Although the study collected considerable data at baseline, an even greater detail of baseline data would have allowed for a more rigorous analysis of treatment and control group equivalence at enrollment. For instance, although data are provided on the number of participants on β-blockers and statins, it is not known which other medications the individuals were taking during the study that might have impacted on their cognitive performance. Although the authors screened and excluded patients with significant medical sequelae, information on the number of less severe conditions affecting each treatment group is not provided. Individuals within this age range may be affected by many medical conditions that did not warrant exclusion but whose presentation or treatment may have an effect on cognitive performance [12, 13].

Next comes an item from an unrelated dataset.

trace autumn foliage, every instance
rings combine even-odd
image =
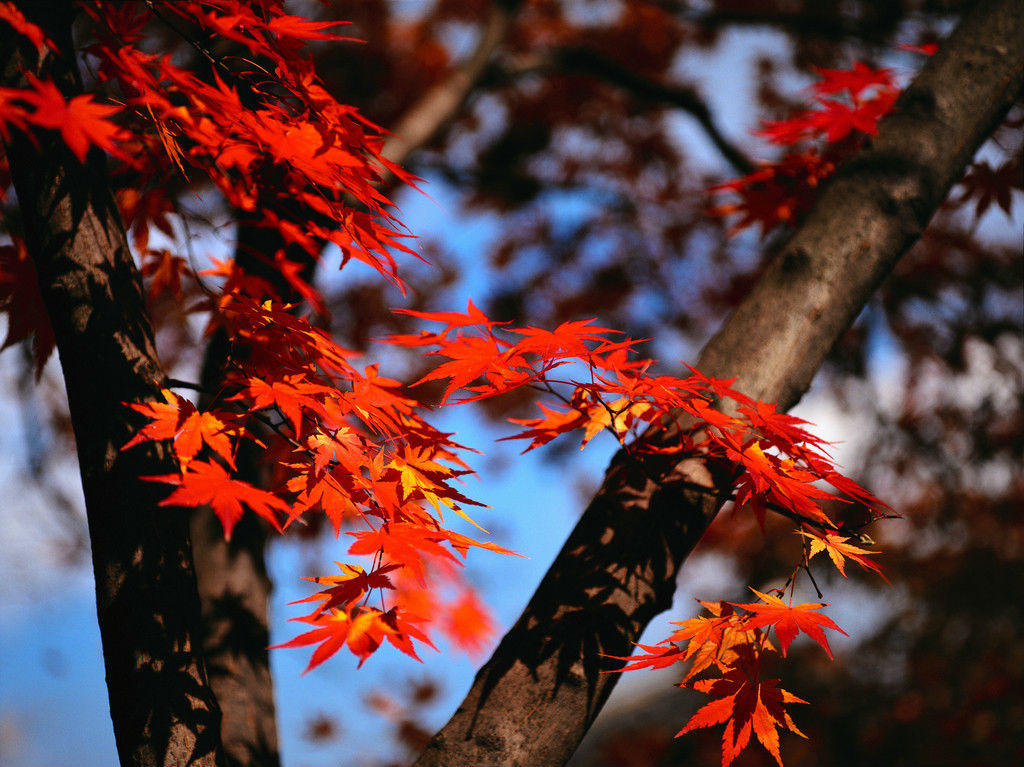
[[[551,330],[511,327],[472,302],[464,312],[405,311],[426,327],[382,342],[431,363],[405,385],[376,364],[360,364],[315,324],[325,302],[284,249],[267,266],[305,306],[283,302],[268,282],[233,263],[197,269],[176,250],[180,240],[154,245],[152,231],[175,242],[171,219],[179,211],[168,189],[191,185],[201,194],[209,186],[311,258],[333,243],[342,265],[361,261],[402,286],[396,257],[416,253],[379,182],[385,173],[415,179],[381,156],[382,131],[319,81],[307,47],[345,40],[337,24],[290,15],[273,0],[93,0],[82,8],[95,35],[83,52],[96,93],[66,99],[54,83],[31,76],[26,89],[0,89],[0,136],[58,131],[80,161],[105,152],[115,176],[131,179],[118,204],[151,300],[180,302],[185,285],[189,295],[201,295],[188,311],[206,318],[207,332],[230,339],[223,384],[201,392],[201,407],[178,393],[200,387],[181,381],[166,382],[162,401],[126,403],[145,425],[122,449],[169,444],[179,471],[145,479],[169,486],[166,505],[210,506],[226,538],[246,513],[282,533],[325,515],[344,561],[332,574],[308,578],[316,591],[300,600],[293,618],[302,633],[280,646],[312,647],[307,670],[342,649],[362,665],[384,644],[418,658],[423,645],[434,648],[431,633],[438,630],[469,650],[480,646],[492,620],[462,579],[461,565],[473,548],[512,552],[482,529],[470,537],[450,527],[456,518],[479,527],[471,507],[480,504],[462,484],[472,474],[473,451],[429,417],[438,407],[531,387],[547,402],[537,417],[514,419],[517,431],[507,437],[524,440],[525,451],[570,433],[582,448],[609,432],[639,465],[671,457],[716,467],[728,486],[708,491],[731,503],[734,514],[753,515],[762,526],[769,513],[792,521],[803,550],[788,582],[755,590],[749,603],[701,602],[704,614],[676,624],[642,654],[617,659],[625,661],[621,668],[608,659],[609,670],[686,664],[681,686],[711,700],[680,734],[724,725],[723,766],[752,737],[781,765],[779,730],[802,735],[788,707],[805,701],[764,678],[763,669],[778,652],[785,656],[799,634],[831,656],[826,632],[843,633],[822,612],[825,604],[792,604],[797,578],[810,573],[818,554],[842,575],[851,562],[881,574],[864,527],[889,515],[885,504],[840,473],[805,422],[746,397],[730,381],[692,369],[682,377],[658,372],[653,360],[638,356],[635,340],[593,320]],[[53,47],[13,4],[0,3],[0,20],[40,50]],[[201,78],[144,44],[154,20],[189,39],[199,39],[199,31],[223,36],[247,53],[214,61]],[[798,220],[818,184],[875,133],[900,90],[891,71],[859,62],[818,74],[812,108],[760,131],[792,153],[715,187],[731,197],[713,213],[736,217],[734,231],[758,224],[767,233]],[[969,183],[985,186],[984,174],[977,167]],[[1002,197],[991,197],[1005,207]],[[8,234],[11,244],[0,248],[0,301],[10,317],[5,345],[34,334],[42,364],[53,343],[23,240]],[[439,401],[418,399],[429,389],[417,386],[433,381],[444,387]],[[274,465],[270,486],[236,476],[243,443]],[[653,481],[663,478],[652,471]],[[837,521],[841,504],[863,508],[864,521]]]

A greater sample number that included additional baseline data analysis would also allow for a more thorough assessment of the gender specificity of the results reported. For example, while women in the aerobic exercise group displayed a selective improvement on many neuropsychological tests, at enrollment, they were also noted to have higher MMSE scores, body fat, cholesterol, and cortisol levels, and lower insulin-like growth factor 1 levels than men. It would be interesting to examine whether men with comparable baseline MMSE or metabolic profiles, relative to women counterparts, would demonstrate similar improvements in cognition with high-intensity aerobic exercise. These may be important variables that predict cognitive improvement with aerobic exercise in aging populations that are independent of gender.

Future studies examining the neurobiological substrates for the cognitive-enhancing effects of exercise will also be an exciting new direction. Recent findings have implicated sestrin and target-of-rapamycin signaling as important mechanisms in age-related neuropathologies [14]. To date, few investigations have addressed how exercise may affect these signaling pathways in the aging brain. Studies addressing the impact of exercise on these signaling pathways could provide important basic scientific data to complement the clinical inquiries.

In summary, this is an important study that provides groundwork for more extensive research. Given the potential disability associated with cognitive impairment in older people and limited data on effective interventions, it provides important preliminary information on the effects of exercise in MCI.


No potential conflicts of interest relevant to this article were reported.